Produksi helikopter Boeing/Leonardo MH-139 Grey Wolf untuk Angkatan Udara AS dimulai

(Untuk Leonardo)
09 / 03 / 23

Pada tanggal 3 Maret, Angkatan Udara AS mengumumkan keputusannya untuk memulai produksi awal helikopter "Serigala Abu-abu" MH-139A, sehingga memungkinkan Boeing dan Leonardo untuk mengumumkan kontrak pengiriman 13 unit pertama. Dimulainya kegiatan produksi ini akan mengarah pada penyediaan helikopter operasional pertama yang akan menggantikan armada UH-1N saat ini dengan pengiriman pada tahun 2024.

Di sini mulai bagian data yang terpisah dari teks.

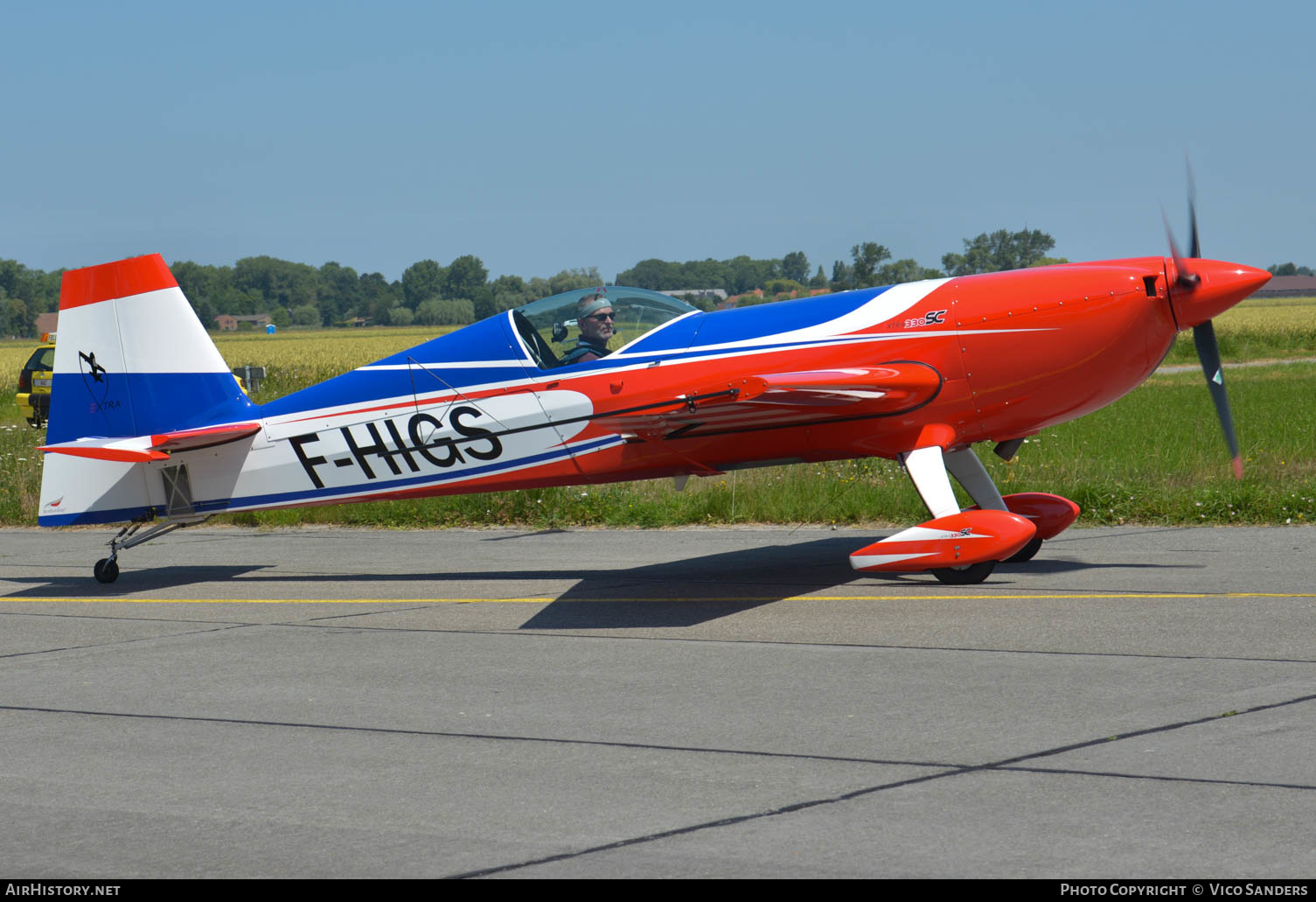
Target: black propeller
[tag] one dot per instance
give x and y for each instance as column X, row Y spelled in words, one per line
column 1204, row 333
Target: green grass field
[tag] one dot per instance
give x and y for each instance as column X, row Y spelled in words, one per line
column 1156, row 456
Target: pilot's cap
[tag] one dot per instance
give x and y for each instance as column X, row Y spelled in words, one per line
column 591, row 304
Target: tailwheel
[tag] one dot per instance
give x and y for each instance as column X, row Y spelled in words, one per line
column 964, row 576
column 1027, row 552
column 106, row 570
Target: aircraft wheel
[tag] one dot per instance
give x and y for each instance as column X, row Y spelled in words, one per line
column 106, row 570
column 1027, row 552
column 964, row 576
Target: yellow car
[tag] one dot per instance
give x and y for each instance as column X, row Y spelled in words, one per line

Grey Wolf adalah helikopter multi-misi berdasarkan Leonardo AW139, model yang sangat sukses yang saat ini memiliki lebih dari 1130 unit yang beroperasi di seluruh dunia. Serigala Abu-abu dirancang untuk melindungi ICBM dan untuk membawa personel pasukan pemerintah dan keamanan AS.

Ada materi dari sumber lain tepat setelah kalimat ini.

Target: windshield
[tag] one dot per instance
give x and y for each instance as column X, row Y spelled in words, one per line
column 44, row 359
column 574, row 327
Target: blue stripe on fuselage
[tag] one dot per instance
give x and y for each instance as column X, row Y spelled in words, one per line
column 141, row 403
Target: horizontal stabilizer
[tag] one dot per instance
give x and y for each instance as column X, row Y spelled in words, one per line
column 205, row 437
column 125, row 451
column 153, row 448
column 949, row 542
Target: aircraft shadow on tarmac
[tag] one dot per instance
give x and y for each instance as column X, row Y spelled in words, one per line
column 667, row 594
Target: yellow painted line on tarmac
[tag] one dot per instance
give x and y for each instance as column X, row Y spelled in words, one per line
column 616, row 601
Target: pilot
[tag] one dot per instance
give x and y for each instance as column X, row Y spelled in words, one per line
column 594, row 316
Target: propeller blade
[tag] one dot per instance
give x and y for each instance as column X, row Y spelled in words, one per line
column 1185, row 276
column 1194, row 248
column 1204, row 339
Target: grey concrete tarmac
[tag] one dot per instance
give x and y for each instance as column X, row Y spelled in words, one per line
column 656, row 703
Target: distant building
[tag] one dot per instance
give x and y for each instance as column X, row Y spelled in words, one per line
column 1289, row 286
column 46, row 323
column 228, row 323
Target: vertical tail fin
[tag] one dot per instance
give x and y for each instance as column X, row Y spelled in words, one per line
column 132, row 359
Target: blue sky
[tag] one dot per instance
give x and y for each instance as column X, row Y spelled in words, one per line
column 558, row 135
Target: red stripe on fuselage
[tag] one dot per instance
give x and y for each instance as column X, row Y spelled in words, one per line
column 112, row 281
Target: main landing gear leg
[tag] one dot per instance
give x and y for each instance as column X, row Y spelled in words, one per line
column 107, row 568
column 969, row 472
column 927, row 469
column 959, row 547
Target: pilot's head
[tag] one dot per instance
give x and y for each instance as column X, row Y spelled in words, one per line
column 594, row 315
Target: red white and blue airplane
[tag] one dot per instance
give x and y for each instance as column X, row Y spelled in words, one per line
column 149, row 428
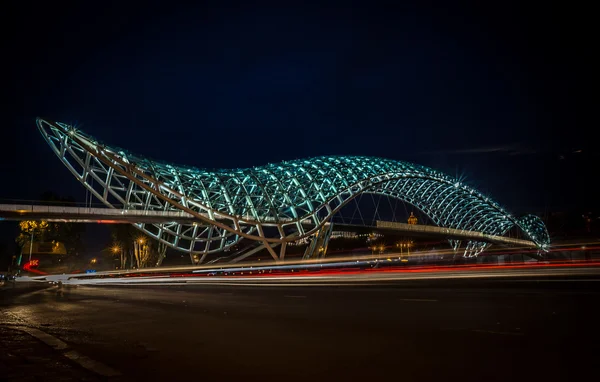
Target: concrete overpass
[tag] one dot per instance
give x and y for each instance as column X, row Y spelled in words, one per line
column 102, row 215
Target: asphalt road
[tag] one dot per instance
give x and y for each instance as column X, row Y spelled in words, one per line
column 422, row 330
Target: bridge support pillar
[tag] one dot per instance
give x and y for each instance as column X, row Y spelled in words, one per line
column 317, row 248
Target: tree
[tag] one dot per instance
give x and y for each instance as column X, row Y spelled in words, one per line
column 142, row 250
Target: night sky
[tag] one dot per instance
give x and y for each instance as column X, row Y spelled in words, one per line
column 495, row 94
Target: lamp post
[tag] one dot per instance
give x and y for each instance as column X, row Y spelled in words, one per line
column 31, row 243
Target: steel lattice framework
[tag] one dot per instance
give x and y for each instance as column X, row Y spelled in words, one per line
column 273, row 204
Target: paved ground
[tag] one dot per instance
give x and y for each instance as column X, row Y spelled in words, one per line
column 480, row 330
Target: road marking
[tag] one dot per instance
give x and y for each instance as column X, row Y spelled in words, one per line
column 46, row 338
column 56, row 344
column 419, row 299
column 494, row 332
column 90, row 364
column 551, row 280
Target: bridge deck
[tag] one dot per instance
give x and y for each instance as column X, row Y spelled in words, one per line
column 18, row 212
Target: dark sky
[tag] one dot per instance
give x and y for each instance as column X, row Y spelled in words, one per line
column 494, row 92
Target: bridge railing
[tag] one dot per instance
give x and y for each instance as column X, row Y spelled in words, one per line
column 473, row 235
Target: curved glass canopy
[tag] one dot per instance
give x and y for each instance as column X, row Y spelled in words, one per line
column 276, row 203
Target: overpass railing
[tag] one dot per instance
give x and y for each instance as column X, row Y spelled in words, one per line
column 453, row 232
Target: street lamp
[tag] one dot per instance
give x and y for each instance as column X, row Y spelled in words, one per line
column 31, row 244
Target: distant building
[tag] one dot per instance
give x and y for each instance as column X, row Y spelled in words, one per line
column 412, row 219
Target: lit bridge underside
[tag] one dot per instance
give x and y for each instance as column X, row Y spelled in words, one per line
column 20, row 212
column 271, row 204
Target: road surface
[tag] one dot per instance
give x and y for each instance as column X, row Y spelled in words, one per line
column 416, row 330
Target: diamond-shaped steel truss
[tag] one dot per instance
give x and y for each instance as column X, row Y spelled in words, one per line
column 272, row 204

“Keputusan ini merupakan langkah besar menuju layanan MH-139 dan memberi Angkatan Udara AS keamanan rudal yang lebih besar dalam beberapa dekade mendatang,” kata Azeem Khant, direktur program MH-139 untuk Boeing. "Kami bekerja keras untuk memulai pengiriman tahun depan."

“Staf Leonardo yang terlibat dalam program ini bersama dengan mitra kami Boeing berharap untuk melanjutkan kolaborasi ini dan berkomitmen kuat untuk memastikan kesuksesan armada secara penuh,” tambah Clyde Woltman, CEO Leonardo Helicopters US.

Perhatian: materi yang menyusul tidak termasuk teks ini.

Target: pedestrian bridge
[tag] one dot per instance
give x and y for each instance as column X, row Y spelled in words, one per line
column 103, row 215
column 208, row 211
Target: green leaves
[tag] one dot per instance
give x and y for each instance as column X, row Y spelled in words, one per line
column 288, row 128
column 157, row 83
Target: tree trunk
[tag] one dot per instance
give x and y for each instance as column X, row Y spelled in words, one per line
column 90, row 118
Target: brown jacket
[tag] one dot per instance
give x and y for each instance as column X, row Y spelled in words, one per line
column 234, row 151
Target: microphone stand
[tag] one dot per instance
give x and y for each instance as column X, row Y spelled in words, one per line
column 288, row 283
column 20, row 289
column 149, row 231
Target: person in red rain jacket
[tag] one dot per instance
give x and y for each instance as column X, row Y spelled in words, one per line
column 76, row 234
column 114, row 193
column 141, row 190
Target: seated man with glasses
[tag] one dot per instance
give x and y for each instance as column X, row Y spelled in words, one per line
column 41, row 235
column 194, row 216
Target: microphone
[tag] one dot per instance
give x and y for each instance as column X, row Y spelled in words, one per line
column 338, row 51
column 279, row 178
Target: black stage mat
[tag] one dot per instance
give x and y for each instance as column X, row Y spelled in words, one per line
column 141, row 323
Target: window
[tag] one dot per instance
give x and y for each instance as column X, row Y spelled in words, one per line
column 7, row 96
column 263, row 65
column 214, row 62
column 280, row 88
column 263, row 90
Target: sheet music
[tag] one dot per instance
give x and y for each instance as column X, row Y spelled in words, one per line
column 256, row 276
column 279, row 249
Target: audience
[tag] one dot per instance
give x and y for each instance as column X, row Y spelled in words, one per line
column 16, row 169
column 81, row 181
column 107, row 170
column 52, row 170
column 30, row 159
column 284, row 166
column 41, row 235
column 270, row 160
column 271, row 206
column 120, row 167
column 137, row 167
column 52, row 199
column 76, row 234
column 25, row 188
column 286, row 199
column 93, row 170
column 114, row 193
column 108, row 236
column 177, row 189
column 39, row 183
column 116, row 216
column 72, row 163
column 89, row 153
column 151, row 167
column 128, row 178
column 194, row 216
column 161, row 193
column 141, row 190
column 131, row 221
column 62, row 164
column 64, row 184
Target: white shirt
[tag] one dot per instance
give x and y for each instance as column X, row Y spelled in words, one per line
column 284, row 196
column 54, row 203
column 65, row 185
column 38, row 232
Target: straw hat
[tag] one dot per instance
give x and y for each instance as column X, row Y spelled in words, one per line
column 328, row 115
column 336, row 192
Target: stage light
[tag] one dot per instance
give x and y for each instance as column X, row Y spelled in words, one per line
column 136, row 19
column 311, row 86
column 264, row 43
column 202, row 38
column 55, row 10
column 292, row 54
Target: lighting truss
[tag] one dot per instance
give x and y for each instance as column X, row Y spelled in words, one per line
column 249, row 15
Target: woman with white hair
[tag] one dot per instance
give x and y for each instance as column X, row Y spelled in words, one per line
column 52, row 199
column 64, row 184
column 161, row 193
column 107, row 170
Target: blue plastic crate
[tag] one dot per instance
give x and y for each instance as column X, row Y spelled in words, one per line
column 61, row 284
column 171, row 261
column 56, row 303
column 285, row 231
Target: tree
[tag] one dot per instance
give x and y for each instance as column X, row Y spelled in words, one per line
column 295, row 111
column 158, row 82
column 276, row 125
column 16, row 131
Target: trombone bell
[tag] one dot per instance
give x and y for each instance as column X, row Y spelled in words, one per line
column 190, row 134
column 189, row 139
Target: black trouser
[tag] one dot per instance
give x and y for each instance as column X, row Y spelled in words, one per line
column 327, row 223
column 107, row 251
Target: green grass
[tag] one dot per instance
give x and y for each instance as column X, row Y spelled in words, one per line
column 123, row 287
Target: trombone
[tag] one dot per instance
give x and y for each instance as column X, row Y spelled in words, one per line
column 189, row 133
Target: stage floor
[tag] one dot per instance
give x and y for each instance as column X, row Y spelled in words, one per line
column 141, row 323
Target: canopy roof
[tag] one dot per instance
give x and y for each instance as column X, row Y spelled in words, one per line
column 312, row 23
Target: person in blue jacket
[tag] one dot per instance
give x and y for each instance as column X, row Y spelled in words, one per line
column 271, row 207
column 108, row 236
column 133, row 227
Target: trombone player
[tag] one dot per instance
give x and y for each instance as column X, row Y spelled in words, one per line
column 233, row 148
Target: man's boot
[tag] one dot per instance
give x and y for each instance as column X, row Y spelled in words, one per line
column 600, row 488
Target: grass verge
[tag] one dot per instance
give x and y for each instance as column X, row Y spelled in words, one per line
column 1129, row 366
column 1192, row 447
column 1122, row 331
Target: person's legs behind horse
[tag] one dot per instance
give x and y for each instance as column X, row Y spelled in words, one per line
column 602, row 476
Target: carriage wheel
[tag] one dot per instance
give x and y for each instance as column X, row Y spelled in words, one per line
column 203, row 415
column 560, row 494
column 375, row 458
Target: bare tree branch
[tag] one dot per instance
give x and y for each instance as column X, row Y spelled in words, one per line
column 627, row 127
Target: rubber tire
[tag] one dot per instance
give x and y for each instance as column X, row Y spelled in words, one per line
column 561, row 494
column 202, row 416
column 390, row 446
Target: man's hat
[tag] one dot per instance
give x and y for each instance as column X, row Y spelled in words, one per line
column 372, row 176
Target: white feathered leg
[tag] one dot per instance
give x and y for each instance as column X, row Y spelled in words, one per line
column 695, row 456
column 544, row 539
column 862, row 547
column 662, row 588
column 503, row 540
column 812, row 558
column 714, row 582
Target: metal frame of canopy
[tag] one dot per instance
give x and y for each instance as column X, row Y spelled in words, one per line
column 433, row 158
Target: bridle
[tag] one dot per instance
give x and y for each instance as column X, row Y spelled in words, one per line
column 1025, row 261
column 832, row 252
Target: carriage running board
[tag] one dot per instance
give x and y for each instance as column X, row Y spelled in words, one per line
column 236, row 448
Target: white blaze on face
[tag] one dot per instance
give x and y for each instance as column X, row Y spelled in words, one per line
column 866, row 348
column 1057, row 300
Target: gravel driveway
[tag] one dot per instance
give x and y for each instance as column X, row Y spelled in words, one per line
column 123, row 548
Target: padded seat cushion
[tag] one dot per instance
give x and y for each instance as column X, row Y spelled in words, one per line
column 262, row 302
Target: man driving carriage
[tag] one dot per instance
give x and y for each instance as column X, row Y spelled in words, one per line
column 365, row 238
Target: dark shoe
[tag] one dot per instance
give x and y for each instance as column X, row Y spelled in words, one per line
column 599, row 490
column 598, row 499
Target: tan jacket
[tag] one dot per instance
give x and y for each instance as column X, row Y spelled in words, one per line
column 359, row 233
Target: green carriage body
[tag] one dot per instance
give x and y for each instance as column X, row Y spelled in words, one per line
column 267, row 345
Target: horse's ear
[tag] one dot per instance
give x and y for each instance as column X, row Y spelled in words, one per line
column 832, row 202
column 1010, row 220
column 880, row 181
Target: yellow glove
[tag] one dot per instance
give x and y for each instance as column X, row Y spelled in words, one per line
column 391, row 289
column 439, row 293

Kekuatan MH-139A didasarkan pada upaya kolaboratif Leonardo sebagai produsen helikopter dan Boeing sebagai kontraktor utama bertanggung jawab atas militerisasi dan dukungan program. Leonardo memproduksi helikopter multi-misi bersertifikasi sipil di lokasinya di Philadelphia sementara Boeing bertanggung jawab atas pengadaan dan pemasangan peralatan militer, serta dukungan pasca pengiriman. Dengan model sukses seperti Leonardo AW139 dan teknologi canggih dari Boeing, Angkatan Udara AS mendapatkan helikopter terbaik sebagai jawaban atas kebutuhan operasionalnya yang penting.

Kemampuan canggih MH-139A memungkinkannya melakukan misi lebih cepat, lebih tenang dan lebih efisien. Dengan peningkatan 50 persen dalam kecepatan dan jangkauan, dan peningkatan berat kotor maksimum 5000 pon di atas UH-1N, helikopter ini memiliki posisi yang baik untuk melakukan misi yang ditugaskan Angkatan Udara AS dalam melindungi situs militer. .

Tim Boeing-Leonardo mendapatkan kontrak senilai $2,4 miliar pada September 2018 hingga 84 helikopter, sistem pelatihan, dan peralatan pendukung terkait. Pada Agustus 2022, Angkatan Udara AS menerima empat helikopter pertama yang saat ini dikerahkan untuk uji pengembangan lebih lanjut dan memulai kegiatan operasional.